Based on reports we’ve received to our 1-844-RRXTEND call center, growers are having a positive experience with XtendiMax this season. Growers told us they’ve experienced on-target applications and effective broadleaf weed control. Ben, have you checked in with the Association of American Pesticide Control Officials (AAPCO)? I ask because the state of Tennessee reported to the AAPCO a total number of 49 auxin complaints [aapco.org] (that would include 2, 4-D as well as dicamba) as of September 2018. And, that’s a significant drop in complaints from the 135 cases they reported in 2017. We’ve also seen a significant decrease in off-target movement inquiries to our 1-844-RRXTEND call center – roughly 14 off-target movement inquiries per million acres of Xtend soybeans and cotton planted in 2018 (>50M acres total) compared to roughly 111 off-target movement inquiries per million acres of Xtend soybeans and cotton planted in 2017 (>25M acres total) (as of Aug. 31).
In regard to farmers purchasing our seed, it’s important to know that we have the dicamba-tolerant trait in our best germplasm so we can give growers our top technology in the best, highest-yielding seed. Farmers buy seed based on how it performs and in 2017 farmers planted 25 million acres of dicamba resistant soybeans and cotton. In 2018, that acreage increased to 50 million acres!
In regard to testing the technology, XtendiMax with VaporGrip Technology has been extensively researched and tested*. Prior to issuing a label, the EPA spent several years reviewing and analyzing that data and research. This season we’ve also partnered with 13 university programs to further evaluate VaporGrip Technology and the low-volatility profile of XtendiMax under various localized conditions. Initial research feedback and grower experiences further confirm that low-volatility dicamba formulations can be used successfully in-season, and we look forward to seeing full results from those academic collaborations. We invite you to reach out to those academics conducting XtendiMax research to hear their perspective. In addition, Monsanto is supporting multi-year research trials at 21 Land Grant Universities [monsanto.com] (including the University of Tennessee).
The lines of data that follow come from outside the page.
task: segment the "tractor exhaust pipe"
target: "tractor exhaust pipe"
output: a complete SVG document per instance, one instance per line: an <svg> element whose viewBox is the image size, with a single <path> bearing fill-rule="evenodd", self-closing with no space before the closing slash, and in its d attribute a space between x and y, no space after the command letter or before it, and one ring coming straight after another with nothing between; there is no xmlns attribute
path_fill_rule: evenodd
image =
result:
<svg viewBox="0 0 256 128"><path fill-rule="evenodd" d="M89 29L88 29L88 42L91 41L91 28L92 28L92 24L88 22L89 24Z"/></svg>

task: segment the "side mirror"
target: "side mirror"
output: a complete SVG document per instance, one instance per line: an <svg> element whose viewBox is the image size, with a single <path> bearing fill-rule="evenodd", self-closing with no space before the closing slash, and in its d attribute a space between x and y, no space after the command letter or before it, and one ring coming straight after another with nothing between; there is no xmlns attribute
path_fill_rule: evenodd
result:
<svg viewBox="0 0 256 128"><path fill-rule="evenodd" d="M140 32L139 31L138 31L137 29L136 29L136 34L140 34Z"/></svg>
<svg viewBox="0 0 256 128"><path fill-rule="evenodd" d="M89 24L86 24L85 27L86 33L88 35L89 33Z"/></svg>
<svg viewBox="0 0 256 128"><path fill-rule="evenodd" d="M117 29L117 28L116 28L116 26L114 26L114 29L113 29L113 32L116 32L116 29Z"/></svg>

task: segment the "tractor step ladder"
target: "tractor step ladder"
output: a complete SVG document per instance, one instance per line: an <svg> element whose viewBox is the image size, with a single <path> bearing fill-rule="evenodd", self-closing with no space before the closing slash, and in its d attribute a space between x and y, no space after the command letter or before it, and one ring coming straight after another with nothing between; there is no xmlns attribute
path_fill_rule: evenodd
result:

(*Additional background) Extensive testing and evaluation was conducted by Monsanto and third-parties, including GLP-compliant studies, large-scale field trials, greenhouse trials and lab tests which included more than 1,200 distinct tests in controlled environment, e.g. humidome and Hoophouse, and more than 25 field studies representing broad geographies were conducted. In case you are not aware of the history of the product, development of XtendiMax with VaporGrip Technology began with a product known as "M1691". And during 2012 and 2013, academics in Georgia, Arkansas, Mississippi, Indiana and Tennessee began testing M1691 for drift and weed control.